Michelin-Starred Marlena Turns a New Leaf, Reopening After a Months-Long Redesign
The fall equinox has come and gone, and with the changing seasons come crisp beginnings. For husband-and-wife team David Fisher and Serena Chow Fisher that means the end of the couple’s extended pop-up at Union Square’s Hotel Zepplin, where, for the past two months, the chefs have served a seven-course tasting menu inspired by long summer nights spent at camp. The residency opened up a fun opportunity to serve a more elongated menu than the four courses they typically cook at their breakout hit restaurant Marlena. But as the run wraps, they say they’re excited to head back home. “At the end of camp you’re also like, ‘Hey mom, come pick me up,” Chow Fisher says with a laugh.
And what a homecoming it’ll be. During the months the couple spent cooking downtown, the couple’s Michelin-starred Bernal Heights restaurant has been closed while it underwent an extensive interior redesign from M. Chad Kellogg of architecture and design studio AMLGM. B. Marlena will resume serving dinner seven nights a week on September 26, when diners will step into an elegant new space wrapped in cool tones and curved shapes.

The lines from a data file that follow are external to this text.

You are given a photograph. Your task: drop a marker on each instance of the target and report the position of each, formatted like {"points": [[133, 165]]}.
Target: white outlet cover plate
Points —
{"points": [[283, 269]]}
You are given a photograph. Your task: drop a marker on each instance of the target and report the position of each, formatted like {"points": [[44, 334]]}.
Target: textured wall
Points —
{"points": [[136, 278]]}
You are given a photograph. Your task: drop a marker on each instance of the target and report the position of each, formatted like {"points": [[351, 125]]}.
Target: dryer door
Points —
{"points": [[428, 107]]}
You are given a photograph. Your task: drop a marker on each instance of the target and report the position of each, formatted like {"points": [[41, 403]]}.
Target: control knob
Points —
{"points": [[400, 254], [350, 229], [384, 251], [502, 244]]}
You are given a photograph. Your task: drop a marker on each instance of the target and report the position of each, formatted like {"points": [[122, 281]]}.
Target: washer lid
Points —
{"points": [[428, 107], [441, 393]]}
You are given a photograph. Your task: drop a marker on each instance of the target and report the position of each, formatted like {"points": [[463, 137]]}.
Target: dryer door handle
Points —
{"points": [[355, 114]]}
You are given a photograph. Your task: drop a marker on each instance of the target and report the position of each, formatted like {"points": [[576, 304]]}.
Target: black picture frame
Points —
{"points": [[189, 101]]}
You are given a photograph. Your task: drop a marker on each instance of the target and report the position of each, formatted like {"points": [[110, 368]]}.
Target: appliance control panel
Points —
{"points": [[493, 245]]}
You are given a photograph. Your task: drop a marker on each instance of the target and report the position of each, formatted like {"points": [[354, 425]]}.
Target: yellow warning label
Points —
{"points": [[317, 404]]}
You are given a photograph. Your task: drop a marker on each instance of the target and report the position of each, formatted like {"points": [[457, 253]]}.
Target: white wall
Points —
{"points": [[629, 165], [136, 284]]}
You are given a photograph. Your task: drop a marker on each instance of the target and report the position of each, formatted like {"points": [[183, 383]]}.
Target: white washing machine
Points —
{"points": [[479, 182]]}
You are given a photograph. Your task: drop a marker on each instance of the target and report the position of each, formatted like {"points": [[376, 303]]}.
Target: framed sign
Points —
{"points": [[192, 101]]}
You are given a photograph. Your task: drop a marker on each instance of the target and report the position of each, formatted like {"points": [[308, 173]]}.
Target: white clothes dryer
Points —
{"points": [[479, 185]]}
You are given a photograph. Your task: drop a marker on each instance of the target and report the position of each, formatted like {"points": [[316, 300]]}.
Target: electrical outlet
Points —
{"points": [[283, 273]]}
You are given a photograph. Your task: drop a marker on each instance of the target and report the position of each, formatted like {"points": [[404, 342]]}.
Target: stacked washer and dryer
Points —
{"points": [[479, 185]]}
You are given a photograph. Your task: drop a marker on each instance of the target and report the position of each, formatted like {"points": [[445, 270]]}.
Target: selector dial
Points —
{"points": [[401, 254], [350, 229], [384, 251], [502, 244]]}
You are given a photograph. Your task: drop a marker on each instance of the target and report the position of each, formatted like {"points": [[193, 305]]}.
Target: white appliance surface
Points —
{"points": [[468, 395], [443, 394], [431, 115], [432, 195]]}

Chow Fisher says the reopening comes almost exactly two years since Marlena first opened with takeout dishes only during some of the most difficult days of the pandemic. In the passing months, the couple managed to not only carve out a niche in their Bernal Heights neighborhood but also earn recognition on the national scale including a single Michelin star — all while navigating the uncertainties of the post-pandemic restaurant industry. “Nobody knew what to expect so we never really knew how much we could invest in it,” she says of the space. “It’s kind of like everything is finally coming together.”
When the couple embarked on a structural retrofit of the 110-year-old Edwardian building that houses the restaurant, they didn’t realize they’d bitten off quite a bit of a project. They discovered, for example, the building had no foundation — but the chefs decided to spin the unwelcome surprise into an opportunity. They hired local vendors including Emeryville’s fabrication and design studio Skiff and furniture designer Ross Kellogg to help them construct the restaurant of their dreams. Now, the dining room offers long banquettes in deep oceanic blue, and a wall at the host stand to insulate diners against rushes of wind. In the kitchen, Fisher says things are “a little bit more shiny and new” including a marble bar top, hotter heat lamps, new stainless steel, and new flooring. It’ll help make the kitchen more efficient, he says, which clears the pathway for the team to continue pushing the boundaries on the menu side.
Speaking of the menu, fans can count on the return of Marlena’s remarkably affordable four-course tasting menu ($65). As the weather continues to cool, expect plates such as hamachi crudo garnished with apple vinegar, green peppercorns, and sour gherkins, and raviolini with smoked rosa bianca eggplant, Early Girl tomatoes, and baby leeks. Grilled beef cheeks arrive accompanied with beef sausage, honey nut squash, and broccoli di ciccio, while seasonal desserts include kabocha squash “cheesecake” made with a chocolate shortbread crust, dark chocolate cremeux, and candied pepitas. A small list of supplements — the couple affectionately calls them “snax” — marks a new addition. Look for playful picnic-y items like a “fig newton” with duck liver mousse, an osetra caviar croustade, and a feuille de brick with mushroom duxelle.
Though the owners considered expanding to a seven-course tasting menu, they ultimately decided against it, saying they’re committed to Marlena being an approachable restaurant for the neighborhood in addition to a destination dining spot for the city at large. “I think my dream restaurant will always be a large format tasting menu, super fine dining,” Fisher says. “We got to do that for a few months, but the reality is in today’s world not everyone wants to do that.” Chow Fisher adds that they want Marlena to continue to be a place for celebration, whether the special occasion falls on a Monday or Wednesday or Saturday night; with the restaurant open seven days a week, diners don’t have to wait for the weekend.
“That’s what’s always made Marlena accessible: you can celebrate on the day,” she says. “Because you’re allowed that little luxury and it doesn’t take so long.”
Marlena (300 Precita Avenue, San Francisco) opens Monday, September 26 and will serve dinner nightly, from 5 to 9 p.m. Sunday through Thursday and from 5 to 10 p.m. Friday and Saturday. Reservations available on Resy.